In response to the duress of its member institutions, the AAMD decided to allow, for the first time, a two-year window in which museums can direct deaccession funds not just to acquisitions but also to pay for costs arising from collection care. I support this temporary measure during this extraordinary time of crisis, as it is our absolute priority and core responsibility to preserve and retain the very skilled staff needed to care for our collection.

A whole range of major American art museums have either already routed deaccessioning funds toward collection care or have deaccessioned works for that purpose. In all cases, this process requires a given institution to align its deaccession policies with the temporary AAMD allowance (which The Met Board will consider next month); to identify, through a thorough process, which existing deaccessioning funds, or works within our deaccessioning process, may be appropriate; and then to decide how it wishes to enter the marketplace. At The Met, our practice is—in an effort to be as transparent as possible—to sell deaccessioned works at public auction following the review process described above.

In all scenarios, our acquisition and deaccession programs will remain roughly consistent with prior years. The Met is now reviewing how to identify works that meet our deaccession standards and how to dedicate the revenues raised from these sales to support the costs of caring for our collection. This process will be slow, deliberative, and public. Over the last decades, annual deaccession programs at The Met have varied based on the number and value of works, with several years averaging around $13 million. While we have not yet decided whether to participate, the scope of our current deaccessioning would not significantly vary from this level given that the total amount of annual collection care salaries and related costs that could be covered is roughly $15 million, per AAMD guidelines.

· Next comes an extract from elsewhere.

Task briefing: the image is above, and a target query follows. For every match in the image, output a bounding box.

Hence, the only shift will be in how we use the funds from this initiative. We will also still be able to make substantial acquisitions relying on funds generated by the annual restricted endowment, of which we spend on average $50 million a year for works of art. Accordingly, it is possible to engage simultaneously in two sets of activities: to generate very necessary support for salaries dedicated to collection care during this extraordinary crisis, and also to continue with the acquisition activity that makes The Met such a strong collection-focused institution.

The Met has a responsibility to our field and our global community. I take very seriously the impact that our actions have on other institutions. I also realize that others may have different philosophies. It is my professional opinion that a deliberate deaccession program is appropriate, useful, and necessary for an art museum like ours. I also believe that we must face this once-in-a-generation challenge brought by the pandemic by supporting the Museum as a whole, especially its staff, while also taking the long view with regard to what is best for the Museum.

The Met is part of a community that is navigating an historic crisis. I am confident that through our actions we will not only retain the public trust but that it will grow based on how this institution navigates the challenges of the present moment. In doing so, we will successfully steward this magnificent Museum for future generations and in the exceptional service of our many constituencies.

Max Hollein standing on the steps outside The Met

Max Hollein

Max Hollein is the Marina Kellen French Director and Chief Executive Officer of The Metropolitan Museum of Art.